Gesetzliche Rahmenbedingungen
Der rechtliche Rahmen für den Maßregelvollzug in Deutschland ist im Strafgesetzbuch (StGB) sowie im Psychisch-Kranken-Gesetz (PsychKG) festgelegt. Das StGB regelt die Folgen für Straftäter, die aufgrund ihrer psychischen Erkrankung nicht voll schuldfähig sind. Diese Regelung ist von Bedeutung, um einerseits die Rechte der Patienten zu schützen und andererseits die Sicherheit der Gesellschaft zu gewährleisten.
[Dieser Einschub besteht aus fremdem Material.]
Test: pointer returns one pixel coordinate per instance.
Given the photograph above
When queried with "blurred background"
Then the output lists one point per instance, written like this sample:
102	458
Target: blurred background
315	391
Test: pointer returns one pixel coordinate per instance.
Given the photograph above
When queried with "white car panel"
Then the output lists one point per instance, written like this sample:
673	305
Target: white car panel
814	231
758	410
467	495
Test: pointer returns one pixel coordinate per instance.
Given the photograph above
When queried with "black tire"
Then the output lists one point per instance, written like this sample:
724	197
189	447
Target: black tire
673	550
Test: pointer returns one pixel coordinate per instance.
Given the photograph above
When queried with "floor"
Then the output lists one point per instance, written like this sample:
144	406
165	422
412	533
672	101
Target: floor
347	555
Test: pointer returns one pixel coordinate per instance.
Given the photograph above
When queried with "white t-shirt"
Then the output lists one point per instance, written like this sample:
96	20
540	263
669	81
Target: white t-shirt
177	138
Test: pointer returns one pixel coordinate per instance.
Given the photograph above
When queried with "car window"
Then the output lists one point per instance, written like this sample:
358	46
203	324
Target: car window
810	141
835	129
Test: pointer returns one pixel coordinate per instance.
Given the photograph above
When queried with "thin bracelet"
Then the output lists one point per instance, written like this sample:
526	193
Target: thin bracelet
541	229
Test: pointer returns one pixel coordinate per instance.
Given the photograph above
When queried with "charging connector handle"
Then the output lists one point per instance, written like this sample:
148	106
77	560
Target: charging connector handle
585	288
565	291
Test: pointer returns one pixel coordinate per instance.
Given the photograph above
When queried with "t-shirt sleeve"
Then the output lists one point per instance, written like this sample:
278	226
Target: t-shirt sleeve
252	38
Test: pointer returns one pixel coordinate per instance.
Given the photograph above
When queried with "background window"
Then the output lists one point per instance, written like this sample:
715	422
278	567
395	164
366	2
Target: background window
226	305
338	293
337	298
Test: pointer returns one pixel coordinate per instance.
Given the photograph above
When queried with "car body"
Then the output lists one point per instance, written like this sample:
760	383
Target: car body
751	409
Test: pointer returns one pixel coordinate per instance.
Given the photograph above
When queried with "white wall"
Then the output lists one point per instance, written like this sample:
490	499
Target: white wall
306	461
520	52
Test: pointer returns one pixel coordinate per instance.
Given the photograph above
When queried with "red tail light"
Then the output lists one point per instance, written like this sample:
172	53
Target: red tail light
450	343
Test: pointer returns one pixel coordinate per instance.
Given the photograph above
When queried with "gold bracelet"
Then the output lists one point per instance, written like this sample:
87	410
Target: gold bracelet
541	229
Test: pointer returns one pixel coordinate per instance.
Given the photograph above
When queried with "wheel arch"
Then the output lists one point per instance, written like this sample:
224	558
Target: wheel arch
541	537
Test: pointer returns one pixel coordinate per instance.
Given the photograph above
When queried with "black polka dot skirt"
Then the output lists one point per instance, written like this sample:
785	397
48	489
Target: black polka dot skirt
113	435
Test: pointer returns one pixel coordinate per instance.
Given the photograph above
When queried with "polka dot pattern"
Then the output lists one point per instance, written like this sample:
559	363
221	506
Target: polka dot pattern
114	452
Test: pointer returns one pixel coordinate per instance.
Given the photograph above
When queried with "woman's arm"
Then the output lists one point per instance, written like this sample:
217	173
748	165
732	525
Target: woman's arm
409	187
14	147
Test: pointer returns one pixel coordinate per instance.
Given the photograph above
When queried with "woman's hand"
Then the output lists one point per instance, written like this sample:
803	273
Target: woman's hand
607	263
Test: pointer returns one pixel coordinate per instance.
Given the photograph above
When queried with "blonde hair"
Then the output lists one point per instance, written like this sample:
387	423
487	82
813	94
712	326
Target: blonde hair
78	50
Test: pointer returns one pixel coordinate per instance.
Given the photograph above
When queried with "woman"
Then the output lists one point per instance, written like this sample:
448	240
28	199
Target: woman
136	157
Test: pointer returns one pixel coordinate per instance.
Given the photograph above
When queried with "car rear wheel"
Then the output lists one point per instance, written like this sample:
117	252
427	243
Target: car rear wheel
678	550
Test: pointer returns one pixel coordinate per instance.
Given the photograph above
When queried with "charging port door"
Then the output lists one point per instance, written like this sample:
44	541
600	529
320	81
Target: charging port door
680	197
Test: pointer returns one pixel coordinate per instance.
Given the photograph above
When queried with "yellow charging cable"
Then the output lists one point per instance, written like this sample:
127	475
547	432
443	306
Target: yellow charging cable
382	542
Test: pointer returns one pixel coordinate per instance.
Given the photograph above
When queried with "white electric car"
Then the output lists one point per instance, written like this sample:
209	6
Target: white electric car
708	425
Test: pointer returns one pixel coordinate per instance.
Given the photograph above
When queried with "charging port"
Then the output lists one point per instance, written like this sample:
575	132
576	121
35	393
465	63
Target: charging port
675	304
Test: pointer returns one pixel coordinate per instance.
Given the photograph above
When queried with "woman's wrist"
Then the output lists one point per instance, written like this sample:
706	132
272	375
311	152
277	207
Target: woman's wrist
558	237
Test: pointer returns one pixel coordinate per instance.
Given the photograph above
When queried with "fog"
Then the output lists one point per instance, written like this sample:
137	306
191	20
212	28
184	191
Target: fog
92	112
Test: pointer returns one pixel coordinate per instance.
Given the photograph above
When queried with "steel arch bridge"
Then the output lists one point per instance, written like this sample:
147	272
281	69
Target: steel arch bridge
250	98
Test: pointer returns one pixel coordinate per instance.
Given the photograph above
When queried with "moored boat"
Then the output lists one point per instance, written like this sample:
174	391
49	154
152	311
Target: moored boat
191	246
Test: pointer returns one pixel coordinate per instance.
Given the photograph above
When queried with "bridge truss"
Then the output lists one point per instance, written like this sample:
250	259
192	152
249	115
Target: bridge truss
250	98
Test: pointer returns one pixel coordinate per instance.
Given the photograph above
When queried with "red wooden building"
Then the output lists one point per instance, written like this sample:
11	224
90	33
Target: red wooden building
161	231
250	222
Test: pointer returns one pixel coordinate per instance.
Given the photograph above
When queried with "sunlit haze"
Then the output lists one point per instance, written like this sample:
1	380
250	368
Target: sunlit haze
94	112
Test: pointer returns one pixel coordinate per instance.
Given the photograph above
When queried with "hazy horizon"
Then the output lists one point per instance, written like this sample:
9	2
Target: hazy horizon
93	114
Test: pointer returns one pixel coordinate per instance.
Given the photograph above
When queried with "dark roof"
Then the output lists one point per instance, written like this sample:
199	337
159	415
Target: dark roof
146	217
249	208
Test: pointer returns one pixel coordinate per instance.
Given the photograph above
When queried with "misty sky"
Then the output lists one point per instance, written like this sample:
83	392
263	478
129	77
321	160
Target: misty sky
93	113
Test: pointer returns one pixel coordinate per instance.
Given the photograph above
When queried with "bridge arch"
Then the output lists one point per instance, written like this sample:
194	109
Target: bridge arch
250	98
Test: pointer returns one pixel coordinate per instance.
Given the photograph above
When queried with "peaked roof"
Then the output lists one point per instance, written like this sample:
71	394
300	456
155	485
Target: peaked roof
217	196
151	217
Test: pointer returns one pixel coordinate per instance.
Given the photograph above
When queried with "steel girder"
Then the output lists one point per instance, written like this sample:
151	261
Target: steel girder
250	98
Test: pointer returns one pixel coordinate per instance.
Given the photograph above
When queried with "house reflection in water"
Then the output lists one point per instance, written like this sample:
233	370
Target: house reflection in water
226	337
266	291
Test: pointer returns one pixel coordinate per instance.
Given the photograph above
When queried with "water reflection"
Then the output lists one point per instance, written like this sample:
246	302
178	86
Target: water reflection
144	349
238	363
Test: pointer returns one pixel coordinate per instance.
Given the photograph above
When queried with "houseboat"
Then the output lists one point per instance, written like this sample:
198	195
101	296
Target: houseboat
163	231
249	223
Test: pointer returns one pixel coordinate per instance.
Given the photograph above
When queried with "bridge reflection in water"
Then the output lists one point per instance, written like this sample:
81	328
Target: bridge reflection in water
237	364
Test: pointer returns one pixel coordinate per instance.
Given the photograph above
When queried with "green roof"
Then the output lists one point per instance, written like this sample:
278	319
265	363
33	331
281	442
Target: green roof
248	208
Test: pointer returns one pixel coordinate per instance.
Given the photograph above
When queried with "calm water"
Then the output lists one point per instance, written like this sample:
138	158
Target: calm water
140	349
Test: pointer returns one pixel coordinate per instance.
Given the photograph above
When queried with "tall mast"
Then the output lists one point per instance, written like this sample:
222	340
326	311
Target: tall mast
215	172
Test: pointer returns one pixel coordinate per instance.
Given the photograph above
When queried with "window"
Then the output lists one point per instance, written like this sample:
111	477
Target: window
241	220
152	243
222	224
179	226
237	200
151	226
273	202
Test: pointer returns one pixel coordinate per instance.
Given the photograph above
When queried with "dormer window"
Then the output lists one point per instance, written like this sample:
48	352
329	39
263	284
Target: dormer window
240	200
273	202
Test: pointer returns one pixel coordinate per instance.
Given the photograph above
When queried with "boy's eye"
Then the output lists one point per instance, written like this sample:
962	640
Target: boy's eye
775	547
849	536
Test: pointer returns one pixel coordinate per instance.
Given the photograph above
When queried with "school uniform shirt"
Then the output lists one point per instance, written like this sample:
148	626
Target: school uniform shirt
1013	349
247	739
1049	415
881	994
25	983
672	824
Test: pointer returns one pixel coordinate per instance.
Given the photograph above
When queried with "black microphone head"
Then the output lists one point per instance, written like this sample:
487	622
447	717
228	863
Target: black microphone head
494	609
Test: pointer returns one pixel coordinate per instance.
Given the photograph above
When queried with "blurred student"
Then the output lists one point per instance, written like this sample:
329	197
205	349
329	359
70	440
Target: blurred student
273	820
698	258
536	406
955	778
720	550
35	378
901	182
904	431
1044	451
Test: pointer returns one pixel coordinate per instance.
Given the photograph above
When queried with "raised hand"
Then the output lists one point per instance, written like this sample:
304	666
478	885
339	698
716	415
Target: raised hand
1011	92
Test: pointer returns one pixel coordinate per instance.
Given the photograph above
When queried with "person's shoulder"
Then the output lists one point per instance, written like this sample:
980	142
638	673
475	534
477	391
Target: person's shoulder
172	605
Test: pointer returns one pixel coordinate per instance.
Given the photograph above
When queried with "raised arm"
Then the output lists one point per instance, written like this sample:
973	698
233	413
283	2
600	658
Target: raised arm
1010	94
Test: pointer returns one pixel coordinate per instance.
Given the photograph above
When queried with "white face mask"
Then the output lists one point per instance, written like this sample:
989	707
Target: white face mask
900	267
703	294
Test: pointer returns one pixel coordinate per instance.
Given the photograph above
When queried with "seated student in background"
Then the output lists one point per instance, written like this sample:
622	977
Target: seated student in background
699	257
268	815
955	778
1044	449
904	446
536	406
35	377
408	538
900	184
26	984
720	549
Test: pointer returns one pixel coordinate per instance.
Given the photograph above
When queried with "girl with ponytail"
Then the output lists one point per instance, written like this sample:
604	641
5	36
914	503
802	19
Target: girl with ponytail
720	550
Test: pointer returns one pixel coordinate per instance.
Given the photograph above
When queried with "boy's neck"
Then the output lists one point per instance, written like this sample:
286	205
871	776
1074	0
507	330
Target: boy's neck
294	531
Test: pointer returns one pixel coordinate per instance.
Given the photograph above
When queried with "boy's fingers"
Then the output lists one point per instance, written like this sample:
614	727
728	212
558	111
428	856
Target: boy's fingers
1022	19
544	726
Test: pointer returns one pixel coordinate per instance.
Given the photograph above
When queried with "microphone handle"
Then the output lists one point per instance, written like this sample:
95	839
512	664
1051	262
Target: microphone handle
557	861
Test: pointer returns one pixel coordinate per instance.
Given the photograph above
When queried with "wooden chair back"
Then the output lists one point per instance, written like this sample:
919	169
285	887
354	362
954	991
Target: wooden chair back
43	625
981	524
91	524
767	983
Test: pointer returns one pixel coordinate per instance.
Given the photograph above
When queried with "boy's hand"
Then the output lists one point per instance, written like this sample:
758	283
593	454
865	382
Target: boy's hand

Laut § 63 StGB können diese Personen – sofern sie eine erhebliche Gefahr für die Öffentlichkeit darstellen – auf Grundlage eines richterlichen Beschlusses in den Maßregelvollzug eingewiesen werden.
Die Lorenz-Studie, die 2021 veröffentlicht wurde, zeigt, dass sich die Rückfallquoten bei Straftätern im Maßregelvollzug im Vergleich zu regulären Gefängnissen signifikant verringern können, wenn angemessene therapeutische Maßnahmen ergriffen werden. Dies unterstreicht die Notwendigkeit, zwischen strafrechtlicher Verurteilung und der Behandlung von psychischen Erkrankungen zu differenzieren, um eine nachhaltige Reintegration in die Gesellschaft zu fördern.
Öffentliche Wahrnehmung und Stigmatisierung
Die öffentliche Wahrnehmung von forensischen Kliniken und dem Maßregelvollzug ist oft von Misstrauen und Unverständnis geprägt. Medienberichte über Fluchten oder gewalttätige Vorfälle tragen dazu bei, das Bild von psychisch erkrankten Straftätern negativ zu beeinflussen. Laut einer Umfrage des Bayerischen Rundfunks aus dem Jahr 2023 glauben knapp 60% der Befragten, dass in forensischen Kliniken mehr Sicherheitsmaßnahmen erforderlich sind.
Doch Fachleute warnen davor, alle psychisch Erkrankten über einen Kamm zu scheren. Die Stigmatisierung kann dazu führen, dass Betroffene nicht die notwendige Hilfe und Unterstützung erhalten. Psychologen und Therapeuten argumentieren, dass ein besseres Verständnis für psychische Erkrankungen und deren Behandlung in der Gesellschaft dringend erforderlich ist, um Vorurteile abzubauen und eine weitere Marginalisierung von Betroffenen zu verhindern.